I’m wearing my red coat, my hair is blowing in the wind, not too curly and not too straight. I have on my favorite pair of high heel boots and some big sunglasses. I had just got done shopping at a high end designer shore, excited to begin wearing all 20 new pairs of shoes I just purchased. As I walk through the city everyone is looking at me. Wishing they were me. Hoping for me to maybe blow them a kiss. Also, I was about 5ft 7in.

This is what really was happening

One afternoon, thousands came to hear me speak. Every word I said moved them. Some were crying. Some were laughing. After I was done hundreds came up to me afterwards to tell me how much they were going to follow Jesus now too just because of what I had said.

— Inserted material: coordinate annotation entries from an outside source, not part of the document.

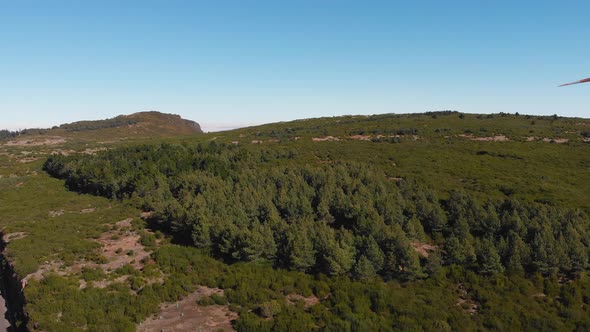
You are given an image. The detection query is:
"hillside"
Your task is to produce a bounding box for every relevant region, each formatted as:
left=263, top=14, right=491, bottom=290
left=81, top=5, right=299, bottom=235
left=0, top=112, right=590, bottom=331
left=0, top=111, right=203, bottom=145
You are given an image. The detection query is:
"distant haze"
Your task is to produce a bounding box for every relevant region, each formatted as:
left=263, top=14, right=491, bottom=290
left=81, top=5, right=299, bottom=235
left=0, top=0, right=590, bottom=131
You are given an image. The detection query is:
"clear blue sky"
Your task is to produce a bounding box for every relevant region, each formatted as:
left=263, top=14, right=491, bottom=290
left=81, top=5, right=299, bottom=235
left=0, top=0, right=590, bottom=130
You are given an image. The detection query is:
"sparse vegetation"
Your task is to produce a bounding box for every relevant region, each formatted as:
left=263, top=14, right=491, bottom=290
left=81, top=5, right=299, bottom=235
left=0, top=111, right=590, bottom=331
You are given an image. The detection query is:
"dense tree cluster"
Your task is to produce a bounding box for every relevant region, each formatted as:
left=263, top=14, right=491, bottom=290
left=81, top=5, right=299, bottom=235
left=0, top=129, right=21, bottom=139
left=45, top=143, right=590, bottom=280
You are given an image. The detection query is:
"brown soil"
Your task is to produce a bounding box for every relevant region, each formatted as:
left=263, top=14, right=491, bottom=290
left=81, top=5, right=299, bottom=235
left=410, top=242, right=438, bottom=258
left=18, top=157, right=43, bottom=164
left=543, top=137, right=570, bottom=144
left=287, top=294, right=320, bottom=308
left=49, top=210, right=64, bottom=217
left=349, top=135, right=371, bottom=141
left=455, top=284, right=479, bottom=315
left=2, top=232, right=27, bottom=243
left=97, top=219, right=150, bottom=271
left=459, top=134, right=510, bottom=142
left=311, top=136, right=340, bottom=142
left=4, top=136, right=66, bottom=146
left=137, top=286, right=238, bottom=332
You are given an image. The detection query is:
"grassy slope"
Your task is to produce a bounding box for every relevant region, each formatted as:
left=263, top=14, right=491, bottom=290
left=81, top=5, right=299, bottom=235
left=0, top=114, right=590, bottom=330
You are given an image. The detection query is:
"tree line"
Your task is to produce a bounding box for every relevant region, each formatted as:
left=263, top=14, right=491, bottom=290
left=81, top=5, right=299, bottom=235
left=44, top=143, right=590, bottom=281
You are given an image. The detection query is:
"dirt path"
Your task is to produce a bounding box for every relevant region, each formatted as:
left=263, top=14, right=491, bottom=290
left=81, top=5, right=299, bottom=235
left=137, top=286, right=238, bottom=332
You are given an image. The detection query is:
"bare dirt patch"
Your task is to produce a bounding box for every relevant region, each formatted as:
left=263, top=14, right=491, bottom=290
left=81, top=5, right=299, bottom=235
left=21, top=261, right=65, bottom=282
left=543, top=137, right=570, bottom=144
left=137, top=286, right=238, bottom=332
left=49, top=210, right=64, bottom=217
left=97, top=224, right=150, bottom=271
left=4, top=136, right=66, bottom=146
left=2, top=232, right=27, bottom=243
left=18, top=157, right=43, bottom=164
left=459, top=134, right=510, bottom=142
left=348, top=135, right=371, bottom=141
left=455, top=284, right=479, bottom=315
left=410, top=242, right=438, bottom=258
left=311, top=136, right=340, bottom=142
left=287, top=294, right=320, bottom=308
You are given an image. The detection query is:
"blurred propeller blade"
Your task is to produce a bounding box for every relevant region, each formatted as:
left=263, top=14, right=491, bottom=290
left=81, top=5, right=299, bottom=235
left=560, top=78, right=590, bottom=86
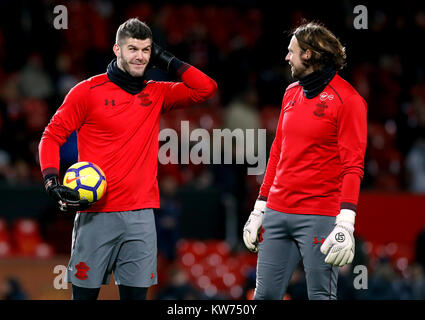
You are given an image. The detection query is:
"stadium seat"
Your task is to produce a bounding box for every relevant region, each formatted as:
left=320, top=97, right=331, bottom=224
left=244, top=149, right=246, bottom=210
left=12, top=218, right=43, bottom=256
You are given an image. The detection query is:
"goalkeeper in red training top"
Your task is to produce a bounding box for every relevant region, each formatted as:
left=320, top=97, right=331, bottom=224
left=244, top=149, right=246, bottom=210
left=39, top=19, right=217, bottom=299
left=243, top=23, right=367, bottom=299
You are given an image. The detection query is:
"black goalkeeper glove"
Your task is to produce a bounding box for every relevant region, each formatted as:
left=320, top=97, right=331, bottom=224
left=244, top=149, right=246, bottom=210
left=44, top=174, right=91, bottom=212
left=150, top=42, right=184, bottom=74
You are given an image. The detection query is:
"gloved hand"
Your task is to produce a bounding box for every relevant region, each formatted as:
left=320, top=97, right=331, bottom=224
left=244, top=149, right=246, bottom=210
left=243, top=200, right=266, bottom=252
left=44, top=175, right=91, bottom=212
left=320, top=209, right=356, bottom=267
left=150, top=42, right=176, bottom=72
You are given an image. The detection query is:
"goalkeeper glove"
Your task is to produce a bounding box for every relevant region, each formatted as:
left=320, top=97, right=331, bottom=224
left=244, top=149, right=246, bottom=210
left=44, top=174, right=91, bottom=212
left=149, top=42, right=184, bottom=74
left=320, top=209, right=356, bottom=267
left=243, top=200, right=266, bottom=252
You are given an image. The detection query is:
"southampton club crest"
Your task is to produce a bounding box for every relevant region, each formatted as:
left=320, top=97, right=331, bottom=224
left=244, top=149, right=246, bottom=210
left=313, top=101, right=328, bottom=117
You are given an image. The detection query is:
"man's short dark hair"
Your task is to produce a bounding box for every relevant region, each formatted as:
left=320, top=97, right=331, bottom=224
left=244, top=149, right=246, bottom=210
left=115, top=18, right=152, bottom=45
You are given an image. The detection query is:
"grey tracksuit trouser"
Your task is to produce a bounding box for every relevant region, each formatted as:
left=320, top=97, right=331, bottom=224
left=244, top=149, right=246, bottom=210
left=254, top=208, right=338, bottom=300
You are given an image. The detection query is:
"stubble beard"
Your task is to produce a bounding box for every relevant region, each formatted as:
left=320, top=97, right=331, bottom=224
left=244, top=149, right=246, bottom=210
left=120, top=57, right=145, bottom=77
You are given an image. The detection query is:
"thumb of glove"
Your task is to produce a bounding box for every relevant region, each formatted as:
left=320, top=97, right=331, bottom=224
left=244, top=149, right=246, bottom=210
left=320, top=237, right=332, bottom=254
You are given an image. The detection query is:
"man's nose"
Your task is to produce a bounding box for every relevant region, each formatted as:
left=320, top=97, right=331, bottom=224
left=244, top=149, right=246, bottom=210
left=136, top=50, right=143, bottom=60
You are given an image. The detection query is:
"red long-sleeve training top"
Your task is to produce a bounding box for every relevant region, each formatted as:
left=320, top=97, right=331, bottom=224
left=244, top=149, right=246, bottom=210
left=39, top=66, right=217, bottom=212
left=260, top=75, right=367, bottom=216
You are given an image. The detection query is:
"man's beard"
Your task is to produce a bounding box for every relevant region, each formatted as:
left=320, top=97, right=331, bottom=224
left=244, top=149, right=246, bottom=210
left=120, top=57, right=145, bottom=77
left=291, top=66, right=306, bottom=80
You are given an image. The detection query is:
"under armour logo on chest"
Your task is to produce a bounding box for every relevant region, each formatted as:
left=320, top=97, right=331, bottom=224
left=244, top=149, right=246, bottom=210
left=105, top=99, right=115, bottom=106
left=313, top=102, right=328, bottom=117
left=137, top=93, right=152, bottom=107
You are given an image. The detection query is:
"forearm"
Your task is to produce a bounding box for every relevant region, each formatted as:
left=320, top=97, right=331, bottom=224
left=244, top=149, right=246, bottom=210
left=340, top=173, right=361, bottom=211
left=38, top=134, right=60, bottom=177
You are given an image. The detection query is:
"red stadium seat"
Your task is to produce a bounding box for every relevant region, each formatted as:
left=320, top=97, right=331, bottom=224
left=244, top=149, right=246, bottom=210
left=12, top=219, right=42, bottom=256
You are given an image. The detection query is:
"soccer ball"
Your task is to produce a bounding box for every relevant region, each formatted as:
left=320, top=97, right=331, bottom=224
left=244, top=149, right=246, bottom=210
left=63, top=161, right=106, bottom=202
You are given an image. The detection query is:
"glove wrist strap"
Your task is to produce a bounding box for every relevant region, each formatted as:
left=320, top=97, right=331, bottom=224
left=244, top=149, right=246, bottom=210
left=44, top=174, right=60, bottom=193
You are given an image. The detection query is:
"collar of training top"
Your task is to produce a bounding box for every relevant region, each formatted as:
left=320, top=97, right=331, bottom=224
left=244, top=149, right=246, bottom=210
left=299, top=67, right=336, bottom=99
left=106, top=59, right=146, bottom=95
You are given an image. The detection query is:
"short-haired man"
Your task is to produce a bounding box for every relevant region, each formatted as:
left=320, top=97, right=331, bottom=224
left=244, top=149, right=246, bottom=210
left=243, top=23, right=367, bottom=299
left=39, top=19, right=217, bottom=300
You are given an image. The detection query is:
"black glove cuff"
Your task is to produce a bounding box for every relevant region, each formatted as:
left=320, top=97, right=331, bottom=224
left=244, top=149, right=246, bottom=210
left=168, top=57, right=185, bottom=76
left=44, top=174, right=60, bottom=193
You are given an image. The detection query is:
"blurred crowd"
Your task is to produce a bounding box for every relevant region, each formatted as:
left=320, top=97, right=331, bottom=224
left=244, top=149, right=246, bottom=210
left=0, top=0, right=425, bottom=297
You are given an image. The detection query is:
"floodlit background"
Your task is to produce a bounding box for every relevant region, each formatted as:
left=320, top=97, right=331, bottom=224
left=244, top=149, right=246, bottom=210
left=0, top=0, right=425, bottom=299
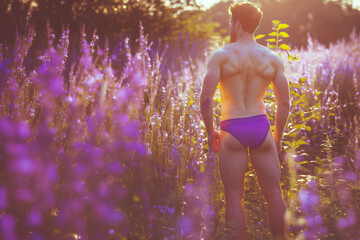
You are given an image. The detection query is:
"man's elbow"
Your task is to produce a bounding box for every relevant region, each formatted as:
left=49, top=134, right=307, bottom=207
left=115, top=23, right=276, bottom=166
left=200, top=95, right=211, bottom=112
left=277, top=100, right=290, bottom=111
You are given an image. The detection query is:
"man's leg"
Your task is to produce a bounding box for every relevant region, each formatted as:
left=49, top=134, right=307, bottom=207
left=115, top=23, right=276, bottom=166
left=219, top=131, right=248, bottom=240
left=250, top=130, right=288, bottom=239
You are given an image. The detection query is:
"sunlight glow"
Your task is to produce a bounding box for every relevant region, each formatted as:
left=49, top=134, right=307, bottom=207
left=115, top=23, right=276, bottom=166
left=196, top=0, right=220, bottom=9
left=196, top=0, right=360, bottom=9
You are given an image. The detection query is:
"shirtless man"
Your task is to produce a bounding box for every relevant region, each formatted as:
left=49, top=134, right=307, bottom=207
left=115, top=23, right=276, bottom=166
left=200, top=2, right=289, bottom=239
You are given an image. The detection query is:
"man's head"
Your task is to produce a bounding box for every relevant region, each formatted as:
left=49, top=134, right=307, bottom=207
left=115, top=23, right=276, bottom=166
left=229, top=2, right=263, bottom=39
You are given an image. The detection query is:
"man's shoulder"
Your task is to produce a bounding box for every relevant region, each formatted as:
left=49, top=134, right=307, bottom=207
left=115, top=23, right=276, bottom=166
left=209, top=47, right=228, bottom=63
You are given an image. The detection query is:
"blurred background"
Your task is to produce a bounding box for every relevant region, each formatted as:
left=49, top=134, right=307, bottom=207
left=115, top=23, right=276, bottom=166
left=0, top=0, right=360, bottom=47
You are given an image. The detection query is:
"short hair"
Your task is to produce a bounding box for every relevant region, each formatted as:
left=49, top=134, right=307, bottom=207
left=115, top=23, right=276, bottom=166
left=228, top=2, right=263, bottom=34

This is what really was happening 

Oh…I’m back in my red coat and boots. The limo driver just picked me up and I’m going to say hello to the poor. Maybe I can give them a lot of money. I’m sure people will then think I’m even greater.

i woke up one day.

 It all started when I felt like I had too many people to pray for, and so little time. I had the whole day, but it seemed to pass by so quickly. I would set goals on who to pray for, but then days would go by and I realize I had forgotten. Maybe I would start to pray; only getting by with saying their name and my thoughts would quickly drift into day dream mode. This is the ugliest thing I have even noticed about myself. I started to track my thoughts and believe it or not, I hardly thought about others.

My days were filled with fairy tales. Disarming bombs on planes, beating up pimps and saving victims of sex trafficking, becoming the worlds best comedian(even better than Ellen). I also of course would meet the most amazing man who adored me. While some may be somewhat good ideas they were more about me being great. Sometimes my friends are in the dreams too but they aren’t ever as good as me. I mean they could be my sidekick who followed me around. But defiantly a step below me. I’m the one that saves.

I’ve been glorify myself. It’s like fighting an addiction. My mind wants to go to those thoughts. They are fun. They make me feel good. I can waste hours.It’s easier for my thoughts to go there. But as soon as I catch them I have to fight back. I could sit there all day in my dreams. Shouldn’t I be be thinking of real things? People are lost, hurt, and in need. But I’m day dreaming.

Let us all want others before ourselves and God to be glorified, not us. This is something I thought to have already figured out. I mean I did give up the comforts of home just to be out here helping people, right? Or maybe I just left so I could be the cool girl who traveled.